Search code examples
cudajitjcuda

Loading multiple modules in JCuda is not working


In jCuda one can load cuda files as PTX or CUBIN format and call(launch) __global__ functions (kernels) from Java.

With keeping that in mind, I want to develop a framework with JCuda that gets user's __device__ function in a .cu file at run-time, loads and runs it. And I have already implemented a __global__ function, in which each thread finds out the start point of its related data, perform some computation, initialization and then call user's __device__ function.
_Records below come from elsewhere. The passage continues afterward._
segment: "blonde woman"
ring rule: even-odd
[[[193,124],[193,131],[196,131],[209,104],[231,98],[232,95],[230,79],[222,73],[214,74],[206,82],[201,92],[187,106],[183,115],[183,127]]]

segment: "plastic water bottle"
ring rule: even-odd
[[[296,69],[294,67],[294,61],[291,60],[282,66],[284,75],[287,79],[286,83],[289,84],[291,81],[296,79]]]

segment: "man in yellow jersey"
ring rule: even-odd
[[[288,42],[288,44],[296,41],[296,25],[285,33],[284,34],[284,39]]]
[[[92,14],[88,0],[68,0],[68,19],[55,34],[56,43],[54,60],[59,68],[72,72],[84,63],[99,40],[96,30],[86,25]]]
Here is my kernel pseudo code:

extern "C" __device__ void userFunc(args);
extern "C" __global__ void kernel(){

    // initialize

    userFunc(args);

    // rest of the kernel
}

And user's __device__ function:

extern "C" __device__ void userFunc(args){
    // do something
}

And in Java side, here is the part that I load the modules(modules are made from ptx files which are successfully created from cuda files with this command: nvcc -m64 -ptx path/to/cudaFile -o cudaFile.ptx)

CUmodule kernelModule = new CUmodule(); // 1 
CUmodule userFuncModule = new CUmodule(); // 2
cuModuleLoad(kernelModule, ptxKernelFileName); // 3 
cuModuleLoad(userFuncModule, ptxUserFuncFileName); // 4

When I try to run it I got error at line 3 : CUDA_ERROR_NO_BINARY_FOR_GPU. After some searching I get that my ptx file has some syntax error. After running this suggested command:

ptxas -arch=sm_30 kernel.ptx

I got:

ptxas fatal : Unresolved extern function 'userFunc'

Even when I replace line 3 with 4 to load userFunc before kernel I get this error. I got stuck at this phase. Is this the correct way to load multiple modules that need to be linked together in JCuda? Or is it even possible?

Edit:

Second part of the question is here


Solution

  • The really short answer is: No, you can't load multiple modules into a context in the runtime API.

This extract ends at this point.